Are you really reading this blog? Ever wonder whether the information you read on a digital screen sinks in as well as the information you read in a book, newspaper or other paper document? Lately, a lot of people are wondering the same thing.
Mainstream print and online news sources such as the Washington Post and Wired magazine have recently reported on research that suggests that digital media are changing the way we read – and not for the better.
Quantity vs. Quality
Everyone knows that the Internet revolutionized the distribution of information. Surfing the Web allows us to sift through staggering quantities of data in miniscule periods of time. One unintended consequence – so the theory goes – is that our brains have adjusted to this bombardment of information by learning to skim, jump and click from item to item in order to quickly identify what interests us and discard everything else.

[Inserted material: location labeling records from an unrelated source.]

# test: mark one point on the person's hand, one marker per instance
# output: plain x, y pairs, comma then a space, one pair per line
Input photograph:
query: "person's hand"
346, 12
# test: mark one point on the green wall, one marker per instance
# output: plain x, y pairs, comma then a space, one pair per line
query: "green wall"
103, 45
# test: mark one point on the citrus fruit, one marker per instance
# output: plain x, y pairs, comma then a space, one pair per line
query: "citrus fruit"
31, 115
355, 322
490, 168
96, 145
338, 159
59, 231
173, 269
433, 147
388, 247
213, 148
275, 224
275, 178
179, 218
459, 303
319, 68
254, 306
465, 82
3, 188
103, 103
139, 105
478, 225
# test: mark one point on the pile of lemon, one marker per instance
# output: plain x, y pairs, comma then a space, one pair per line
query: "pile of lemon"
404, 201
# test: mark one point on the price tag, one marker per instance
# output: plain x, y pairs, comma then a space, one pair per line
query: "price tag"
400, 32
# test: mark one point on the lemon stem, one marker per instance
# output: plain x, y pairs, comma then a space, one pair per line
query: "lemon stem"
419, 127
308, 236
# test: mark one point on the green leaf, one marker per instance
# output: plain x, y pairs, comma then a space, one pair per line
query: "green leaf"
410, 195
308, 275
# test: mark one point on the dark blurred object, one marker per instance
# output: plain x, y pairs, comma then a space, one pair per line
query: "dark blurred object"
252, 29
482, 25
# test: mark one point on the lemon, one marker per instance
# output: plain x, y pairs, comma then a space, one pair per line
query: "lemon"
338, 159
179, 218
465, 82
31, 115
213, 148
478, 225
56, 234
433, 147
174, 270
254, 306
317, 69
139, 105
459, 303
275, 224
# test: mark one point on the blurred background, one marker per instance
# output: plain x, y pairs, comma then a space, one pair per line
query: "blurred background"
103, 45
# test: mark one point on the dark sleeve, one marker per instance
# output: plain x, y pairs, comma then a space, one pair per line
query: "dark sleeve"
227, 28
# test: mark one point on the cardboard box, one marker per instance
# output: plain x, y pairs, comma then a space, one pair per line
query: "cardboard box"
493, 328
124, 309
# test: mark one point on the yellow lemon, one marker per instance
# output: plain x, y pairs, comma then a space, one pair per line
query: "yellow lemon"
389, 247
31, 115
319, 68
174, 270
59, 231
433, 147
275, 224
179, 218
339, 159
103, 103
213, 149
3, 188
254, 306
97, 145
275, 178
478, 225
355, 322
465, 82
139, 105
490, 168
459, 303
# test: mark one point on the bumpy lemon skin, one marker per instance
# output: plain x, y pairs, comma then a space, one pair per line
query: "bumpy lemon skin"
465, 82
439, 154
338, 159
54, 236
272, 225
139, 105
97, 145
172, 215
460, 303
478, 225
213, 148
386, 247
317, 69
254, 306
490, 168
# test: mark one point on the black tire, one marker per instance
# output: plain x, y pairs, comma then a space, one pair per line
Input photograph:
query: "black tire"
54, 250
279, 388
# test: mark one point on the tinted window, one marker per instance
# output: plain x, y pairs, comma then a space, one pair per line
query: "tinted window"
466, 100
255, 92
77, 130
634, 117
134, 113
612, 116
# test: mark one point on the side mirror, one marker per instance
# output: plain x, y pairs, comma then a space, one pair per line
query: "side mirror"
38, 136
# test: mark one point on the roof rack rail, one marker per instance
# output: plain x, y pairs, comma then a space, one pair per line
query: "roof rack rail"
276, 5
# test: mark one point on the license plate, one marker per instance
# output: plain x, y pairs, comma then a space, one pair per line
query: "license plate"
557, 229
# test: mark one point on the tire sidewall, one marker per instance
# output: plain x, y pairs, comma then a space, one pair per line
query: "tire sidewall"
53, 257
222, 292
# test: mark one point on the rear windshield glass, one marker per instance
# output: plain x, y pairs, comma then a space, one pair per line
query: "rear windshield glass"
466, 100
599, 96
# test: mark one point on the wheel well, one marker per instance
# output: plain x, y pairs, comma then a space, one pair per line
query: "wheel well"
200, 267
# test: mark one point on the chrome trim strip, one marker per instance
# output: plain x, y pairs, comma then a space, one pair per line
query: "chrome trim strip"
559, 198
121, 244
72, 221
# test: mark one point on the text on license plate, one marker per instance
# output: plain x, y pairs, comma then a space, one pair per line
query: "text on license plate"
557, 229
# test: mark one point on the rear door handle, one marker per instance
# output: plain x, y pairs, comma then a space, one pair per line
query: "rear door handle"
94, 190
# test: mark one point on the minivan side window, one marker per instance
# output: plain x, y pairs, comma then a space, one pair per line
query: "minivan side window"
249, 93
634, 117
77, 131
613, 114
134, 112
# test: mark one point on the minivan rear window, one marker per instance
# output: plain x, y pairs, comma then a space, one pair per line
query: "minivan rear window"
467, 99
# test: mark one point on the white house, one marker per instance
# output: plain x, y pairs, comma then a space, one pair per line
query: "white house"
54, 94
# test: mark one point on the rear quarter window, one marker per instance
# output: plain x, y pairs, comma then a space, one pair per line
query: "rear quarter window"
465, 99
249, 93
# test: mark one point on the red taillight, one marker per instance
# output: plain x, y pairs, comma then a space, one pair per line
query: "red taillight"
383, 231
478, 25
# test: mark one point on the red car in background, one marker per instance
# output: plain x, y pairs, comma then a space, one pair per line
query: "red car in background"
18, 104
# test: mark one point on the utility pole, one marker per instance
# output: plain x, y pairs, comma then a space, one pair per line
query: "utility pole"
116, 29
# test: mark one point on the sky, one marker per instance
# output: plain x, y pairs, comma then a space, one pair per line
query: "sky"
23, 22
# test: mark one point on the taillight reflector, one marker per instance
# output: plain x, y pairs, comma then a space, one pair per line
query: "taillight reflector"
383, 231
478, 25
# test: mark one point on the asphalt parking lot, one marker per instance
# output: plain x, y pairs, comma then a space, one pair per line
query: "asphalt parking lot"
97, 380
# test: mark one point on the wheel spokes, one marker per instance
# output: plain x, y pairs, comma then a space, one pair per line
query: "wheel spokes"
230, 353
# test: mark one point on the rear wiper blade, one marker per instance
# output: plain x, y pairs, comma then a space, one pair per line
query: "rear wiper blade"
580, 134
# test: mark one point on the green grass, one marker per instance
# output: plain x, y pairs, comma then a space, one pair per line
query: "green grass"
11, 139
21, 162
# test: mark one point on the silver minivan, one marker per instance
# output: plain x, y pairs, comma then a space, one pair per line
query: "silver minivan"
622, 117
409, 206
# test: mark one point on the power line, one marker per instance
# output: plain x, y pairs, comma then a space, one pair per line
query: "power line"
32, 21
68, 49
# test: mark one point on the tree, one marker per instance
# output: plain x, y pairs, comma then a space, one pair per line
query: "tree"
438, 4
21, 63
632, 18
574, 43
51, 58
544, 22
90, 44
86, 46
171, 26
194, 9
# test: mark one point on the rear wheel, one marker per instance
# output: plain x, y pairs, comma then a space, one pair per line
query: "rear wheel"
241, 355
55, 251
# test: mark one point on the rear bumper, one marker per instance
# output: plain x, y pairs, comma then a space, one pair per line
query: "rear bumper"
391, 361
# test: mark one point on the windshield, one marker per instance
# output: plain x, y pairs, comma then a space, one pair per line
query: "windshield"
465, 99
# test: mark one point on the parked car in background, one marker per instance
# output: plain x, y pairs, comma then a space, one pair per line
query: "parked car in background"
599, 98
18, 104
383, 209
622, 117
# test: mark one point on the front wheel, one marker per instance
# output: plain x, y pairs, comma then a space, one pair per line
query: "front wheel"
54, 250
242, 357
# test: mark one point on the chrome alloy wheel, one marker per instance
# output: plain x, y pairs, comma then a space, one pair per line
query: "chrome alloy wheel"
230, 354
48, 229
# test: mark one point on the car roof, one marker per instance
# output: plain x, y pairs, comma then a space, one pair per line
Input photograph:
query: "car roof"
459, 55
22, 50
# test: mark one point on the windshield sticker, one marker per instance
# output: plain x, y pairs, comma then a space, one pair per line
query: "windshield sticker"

It’s a useful strategy. Unless, of course, you need to comprehend, contextualize and remember whatever it is you’re looking at. If that’s the case, you’re going to want to try deep reading.
What Is Deep Reading?
The Stanford Center for Teaching and Learning defines deep reading as an approach that uses higher-order cognitive skills such as the ability to analyze, synthesize, solve problems and reflect on preexisting knowledge in order to understand the author's message. In other words, it’s the kind of old-fashioned, slow-cooked, nose-to-the-page reading we do when we want to actually learn something.
So why is it that that paper texts might be more conducive to deep reading than digital media? Research is ongoing, and electronic reading devices continue to evolve. But here’s what the experts are currently suggesting:
- Digital media encourage readers to use non-linear approaches to information gathering, such as skimming, jumping and clicking on hyperlinks. Some researchers warn that these habits may be carrying over into all reading, and even changing the underlying brain circuitry that makes deep reading possible.
- Traditional paper-text reading, on the other hand, encourages sustained focus and linear thinking.
- The act of scrolling down a screen causes an interruption to the brain’s ability to process information into short-term memory, a vital step in deep reading. Scrolling is a greater distraction than flipping a page because it forces the reader’s eye to search for a new starting point each time.
- Because paper texts are physical objects that readers can hold, weigh and flip through, they offer visual and tactile cues as to where critical information can be found.
- Understanding of the structure of a text is an important element of deep reading. And structural information is much easier to assess when the entire text is an object in the reader’s hand rather than series of screens and hyperlinks.
- It seems that the abuse that many of us inflict on our books may actually help us with the process of deep reading. The physical act of underlining passages, dog-earing pages and jotting down marginal notes appears to promote the absorption of the information contained on those pages.
- Because electronic media have changed the way people read, they have also changed the way people write. Digital texts are designed to be short, punchy, skimmable and sized for a visually appropriate screen. Complicated information, digressions and background material recedes from the reader’s attention as optional links.
Some researchers fear that without the use of complex paper-based texts, the human brain may entirely lose its ability to cope with sophisticated sentence structure and nuanced thought. It’s no wonder that – even today – many college students still prefer print.
So, do yourself a favor. Sit down with an old book. And read – more deeply!